Key Risk: Price reclaims $580 (right-shoulder level) and the market decides the investment + raised guidance outweighs the chart, forcing shorts to cover.

  • Celestica stock retreated sharply in the past few weeks.
  • The company announced a $300 million investment in in Texas.
  • While growth continues, technicals suggest that it may struggle in the near term.

Celestica stock price has slumped in the past few weeks, falling from the all-time high of $655 in June to the current $524. This retreat continued today, even after the company announced a $300 million investment in Texas. So, is it safe to buy the dip?

Celestica announces a major US investment

Celestica, a top Canadian provider key products like storage, compute, and networking, made a major announcement today. It will expand its Texas plant and spend $300 million, a move that will create over 2,300 jobs in the next two years. 

At the same time, the company plans to extend its lease in its existing buildings and is building a new 343k square-foot program. 

This statement came at a time when Celestica’s business is booming, helped by the ongoing artificial intelligence (AI) boom and data center spending. Its top clients like Alphabet, Meta Platforms, Microsoft, Amazon, and Cisco are all spending billions of dollars in their data center. 

Google, its biggest customer, is boosting its spending on its TPU, raising demand for its racks and other high-speed networking products. Earlier this month, it said that it planned to spend $80 billion more in AI.

The most recent results showed that its revenue jumped by 53% in the first quarter. It made $4.05 billion, close to the upper side of the $3.85 billion and $4.15 billion guidance. 

Most of this revenue came from its Connectivity & Cloud Solutions (CCS), which is made up of its servers and storage products. In a statement, the CEO said:

“We continue to see accelerating growth from our CCS customer base, alongside increasing profitability in both our CCS and ATS segments. Driven by this momentum, we are raising our 2026 annual outlook to $19.0 billion in revenue and $10.15 in adjusted EPS.”

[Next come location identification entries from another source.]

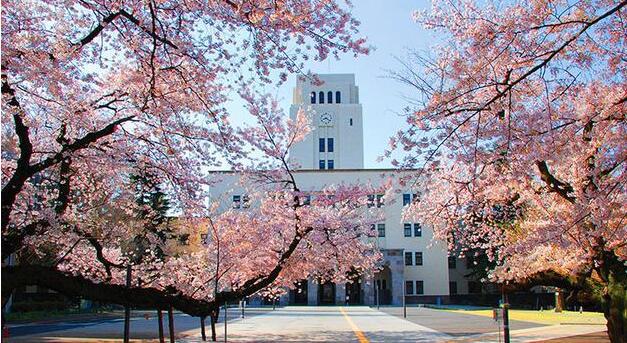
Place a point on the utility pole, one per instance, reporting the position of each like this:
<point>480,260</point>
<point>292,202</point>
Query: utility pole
<point>226,318</point>
<point>127,308</point>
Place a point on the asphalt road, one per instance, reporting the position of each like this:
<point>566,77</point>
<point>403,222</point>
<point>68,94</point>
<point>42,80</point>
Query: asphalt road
<point>141,328</point>
<point>454,323</point>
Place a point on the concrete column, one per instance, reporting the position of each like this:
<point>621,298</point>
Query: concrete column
<point>312,292</point>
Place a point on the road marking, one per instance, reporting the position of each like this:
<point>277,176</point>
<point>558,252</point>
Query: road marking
<point>360,335</point>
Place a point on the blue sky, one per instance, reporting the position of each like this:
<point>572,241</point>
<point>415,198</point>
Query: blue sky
<point>390,29</point>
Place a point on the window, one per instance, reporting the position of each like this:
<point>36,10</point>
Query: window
<point>381,230</point>
<point>380,202</point>
<point>306,200</point>
<point>474,287</point>
<point>417,230</point>
<point>408,258</point>
<point>452,287</point>
<point>407,229</point>
<point>409,287</point>
<point>470,262</point>
<point>452,262</point>
<point>370,202</point>
<point>420,287</point>
<point>408,198</point>
<point>419,258</point>
<point>237,201</point>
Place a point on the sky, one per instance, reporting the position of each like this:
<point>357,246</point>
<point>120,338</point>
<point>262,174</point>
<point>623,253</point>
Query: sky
<point>390,29</point>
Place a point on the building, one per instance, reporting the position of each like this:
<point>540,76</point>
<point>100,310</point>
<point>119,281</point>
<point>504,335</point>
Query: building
<point>414,265</point>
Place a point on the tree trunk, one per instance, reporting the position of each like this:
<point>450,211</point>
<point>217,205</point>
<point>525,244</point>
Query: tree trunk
<point>160,319</point>
<point>559,300</point>
<point>202,329</point>
<point>615,305</point>
<point>171,324</point>
<point>214,319</point>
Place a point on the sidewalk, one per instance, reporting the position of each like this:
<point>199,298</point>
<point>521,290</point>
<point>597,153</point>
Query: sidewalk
<point>538,334</point>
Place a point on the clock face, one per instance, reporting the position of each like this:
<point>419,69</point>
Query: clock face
<point>326,119</point>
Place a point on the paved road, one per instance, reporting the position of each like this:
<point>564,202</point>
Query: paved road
<point>454,323</point>
<point>141,328</point>
<point>314,324</point>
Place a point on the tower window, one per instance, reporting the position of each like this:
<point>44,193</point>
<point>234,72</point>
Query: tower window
<point>420,287</point>
<point>408,258</point>
<point>409,287</point>
<point>417,230</point>
<point>419,258</point>
<point>381,230</point>
<point>407,229</point>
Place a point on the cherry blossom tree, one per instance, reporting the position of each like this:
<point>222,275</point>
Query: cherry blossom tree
<point>93,91</point>
<point>519,128</point>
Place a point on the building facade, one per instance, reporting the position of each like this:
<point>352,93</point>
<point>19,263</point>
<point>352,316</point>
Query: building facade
<point>415,266</point>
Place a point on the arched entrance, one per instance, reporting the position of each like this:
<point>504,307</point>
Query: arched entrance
<point>298,295</point>
<point>354,294</point>
<point>383,284</point>
<point>326,293</point>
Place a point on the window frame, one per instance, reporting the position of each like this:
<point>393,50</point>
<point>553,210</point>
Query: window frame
<point>409,258</point>
<point>409,290</point>
<point>420,290</point>
<point>417,230</point>
<point>380,229</point>
<point>419,258</point>
<point>407,229</point>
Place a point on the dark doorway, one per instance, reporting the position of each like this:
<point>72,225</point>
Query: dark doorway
<point>353,293</point>
<point>298,295</point>
<point>326,293</point>
<point>383,284</point>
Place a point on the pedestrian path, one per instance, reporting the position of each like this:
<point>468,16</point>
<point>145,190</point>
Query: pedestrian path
<point>537,334</point>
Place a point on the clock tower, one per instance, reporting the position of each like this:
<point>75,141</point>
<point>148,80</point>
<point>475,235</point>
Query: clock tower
<point>336,141</point>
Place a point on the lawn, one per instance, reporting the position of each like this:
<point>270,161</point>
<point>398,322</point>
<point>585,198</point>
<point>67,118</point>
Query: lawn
<point>545,317</point>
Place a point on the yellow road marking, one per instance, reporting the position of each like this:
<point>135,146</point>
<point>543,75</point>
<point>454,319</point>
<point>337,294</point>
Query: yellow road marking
<point>360,335</point>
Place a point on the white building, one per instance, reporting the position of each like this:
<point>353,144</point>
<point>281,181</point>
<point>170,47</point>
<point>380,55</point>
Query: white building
<point>333,153</point>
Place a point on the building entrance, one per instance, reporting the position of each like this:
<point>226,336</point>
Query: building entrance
<point>298,295</point>
<point>326,293</point>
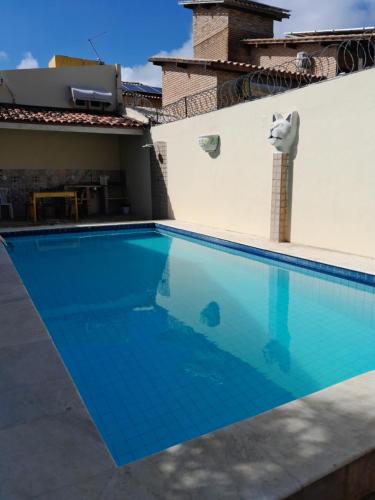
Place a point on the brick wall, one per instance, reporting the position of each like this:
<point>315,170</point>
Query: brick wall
<point>274,55</point>
<point>210,32</point>
<point>191,91</point>
<point>246,25</point>
<point>217,32</point>
<point>180,82</point>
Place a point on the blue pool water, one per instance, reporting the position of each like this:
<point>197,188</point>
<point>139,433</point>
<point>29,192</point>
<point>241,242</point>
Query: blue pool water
<point>168,338</point>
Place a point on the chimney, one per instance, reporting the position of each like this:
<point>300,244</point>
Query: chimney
<point>220,25</point>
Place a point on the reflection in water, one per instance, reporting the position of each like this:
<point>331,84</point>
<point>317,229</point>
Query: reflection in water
<point>277,350</point>
<point>168,339</point>
<point>210,315</point>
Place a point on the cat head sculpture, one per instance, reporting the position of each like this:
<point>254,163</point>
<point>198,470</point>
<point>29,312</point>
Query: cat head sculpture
<point>283,132</point>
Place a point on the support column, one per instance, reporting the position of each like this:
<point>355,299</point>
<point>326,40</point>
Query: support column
<point>279,202</point>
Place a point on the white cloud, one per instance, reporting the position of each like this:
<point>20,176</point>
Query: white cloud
<point>325,14</point>
<point>305,15</point>
<point>28,62</point>
<point>150,74</point>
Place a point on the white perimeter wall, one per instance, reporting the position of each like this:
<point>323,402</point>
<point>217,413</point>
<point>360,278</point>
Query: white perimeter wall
<point>334,171</point>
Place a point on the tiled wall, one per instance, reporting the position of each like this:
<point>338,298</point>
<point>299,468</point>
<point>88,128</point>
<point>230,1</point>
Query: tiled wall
<point>21,182</point>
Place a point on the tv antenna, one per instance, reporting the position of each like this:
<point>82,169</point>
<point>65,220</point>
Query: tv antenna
<point>98,58</point>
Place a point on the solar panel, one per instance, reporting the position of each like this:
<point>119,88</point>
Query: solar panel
<point>140,87</point>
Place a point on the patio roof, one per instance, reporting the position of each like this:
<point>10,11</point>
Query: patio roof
<point>298,40</point>
<point>65,118</point>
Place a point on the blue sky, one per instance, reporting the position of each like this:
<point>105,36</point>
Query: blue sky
<point>33,30</point>
<point>135,29</point>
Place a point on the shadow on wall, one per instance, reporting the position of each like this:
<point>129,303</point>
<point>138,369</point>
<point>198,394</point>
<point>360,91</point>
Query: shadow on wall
<point>161,204</point>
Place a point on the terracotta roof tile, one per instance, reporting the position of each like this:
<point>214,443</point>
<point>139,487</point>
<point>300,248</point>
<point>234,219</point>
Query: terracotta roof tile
<point>54,116</point>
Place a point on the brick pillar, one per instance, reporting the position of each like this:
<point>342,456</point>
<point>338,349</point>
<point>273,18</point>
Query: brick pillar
<point>279,202</point>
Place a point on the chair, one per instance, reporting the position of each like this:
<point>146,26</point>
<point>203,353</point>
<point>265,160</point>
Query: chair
<point>5,203</point>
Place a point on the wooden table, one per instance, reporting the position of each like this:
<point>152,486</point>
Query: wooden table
<point>53,194</point>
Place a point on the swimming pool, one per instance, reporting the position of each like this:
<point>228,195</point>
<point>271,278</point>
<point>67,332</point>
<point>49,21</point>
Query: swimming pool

Celestica’s growth to continue amid strong data center spending

Wall Street analysts predict that the company has more room for growth amid the resilient data center spending. Data compiled by Yahoo Finance shows that analysts expect that its revenue will be $19.19 billion, higher than what analysts guided. If this happens, it will be a 54% annual growth rate.

Analysts expect that its revenue growth will be 40% next year to $26 billion, which will make it one of the fastest growing Canadian companies. Its EPS is expected to move from $6.05 last year to $10, followed by $15 next year.

Celestica stock price technical analysis

Celestica stock chart | Source: TradingView

The daily chart shows that the Celestica share price has retreated in the past few weeks. This retreat started after the recent Broadcom earnings, which pushed top AI companies lower. 

A closer look shows that the stock has formed a head-and-shoulders pattern, a common bearish sign in technical analysis. The neckline is at $473, its lowest levels since May.

However, it sits above the 50-day Exponential Moving Averages (EMA), a sign that bulls are still hanging on there. Therefore, a drop below the 50-day moving average of $517 will confirm the bearish outlook. 

If this happens, the next level to watch will be at $400. On the other hand, a move above the right shoulder level of $580 will invalidate the bearish outlook.